I haven't compared all the encounters and dailies yet, but good powers are just as important as raw damage from at-wills.  I'm not saying the rogue isn't the best of the strikers damage-wise, but the classes still seem pretty comparable to me.


----------



## Forrester (Jun 13, 2008)

The Grackle said:
			
		

> The rogue can only use Deft Strike or Sly Flourish At-Wills w/a ranged weapon, both of which target AC.




Nope, both are ranged or melee. 

2nd level goblin rogue is going to be using his rapier and doing 3d8+7  when attacking vs AC. That's 20.5 damage on a hit. The twin-striking ranger is doing less damage even if he hits TWICE. Sorry Mr. Ranger but you kinda bite . . .

EDIT -- meh, thinking about this a little more, I don't know I'm 100% sure that the ranger *completely* bites. He's doing maybe 20% less damage against the average foe, but that's not an outrageous disadvantage. Figuring the ranger is doing 2d10+d8 with two hits, and if he only hits once, the nice thing is he still gets that d8, so you can't do a pure comparison of 15.5 damage for the ranger with 20.5 damage for the rogue -- turns out that's only applicable if you hit every round. 

On the other hand, in a little playtesting combat I was doing last week, Grisgra the 5th level Goblin Rogue was hitting bad guys on a '3' sometimes (+4 to hit with Dex, +3 Rapier, +2 level, +2 magic on rapier, +2 CA means +13 to hit), against most foes I'd guess a good rogue with CA hits 75% of the time.


----------



## AsmodeusDM (Jun 13, 2008)

Chameleon is there for the following scenerio:

I'm a rogue behind a staute, I'm hidden.

An enemy on his turn walks round the pillar so that there's no cover between us.

Normally I would automatically lose my Hidden status.

But chameleon (imm. interrupt) let's me stay stealthed for another round even though my enemy(s) have clear LOS to me.

After that one round...well it's back to normal.


----------



## Forrester (Jun 13, 2008)

Otterscrubber said:
			
		

> Funny you should mention Chameleon. This power clearly states that you are not hidden if at the end of your round you no longer have cover/concealment.  Sounds kinda like plain old stealth to me.  If you can just re-stealth if you have cover/concealment in combat anyways, why would you even need this power?  Keep in mind that it clearly states you are just hidden, you are still not invis and if you just attacked someone they are aware of you.

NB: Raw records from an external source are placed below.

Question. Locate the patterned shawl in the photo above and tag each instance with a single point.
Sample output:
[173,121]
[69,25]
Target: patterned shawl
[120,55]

Yep, Chameleon is pretty useless under your bizarre interpretation of the rules and unaware /= hidden. Under the rules as-written, however, Chameleon is ridiculously strong, allowing the rogue to remain hidden once the minions walk past the fighter that the rogue was hiding behind. The rogue just has to find cover/hide again on his turn.


----------



## The Grackle (Jun 13, 2008)

Forrester said:
			
		

> Nope, both are ranged or melee.
> 
> 2nd level goblin rogue is going to be using his rapier and doing 3d8+7  when attacking vs AC. That's 20.5 damage on a hit. The twin-striking ranger is doing less damage even if he hits TWICE. Sorry Mr. Ranger but you kinda bite . . .




I thought we were only comparing ranged builds?  You were talking about the rogue attacking Ref Defense --using piercing strike I assume, which is melee only.  Thus the sniper can't attack Reflex.


----------



## The Grackle (Jun 13, 2008)

Forrester said:
			
		

> Yep, Chameleon is pretty useless under your bizarre interpretation of the rules and unaware /= hidden. Under the rules as-written, however, Chameleon is ridiculously strong, allowing the rogue to remain hidden once the minions walk past the fighter that the rogue was hiding behind. The rogue just has to find cover/hide again on his turn.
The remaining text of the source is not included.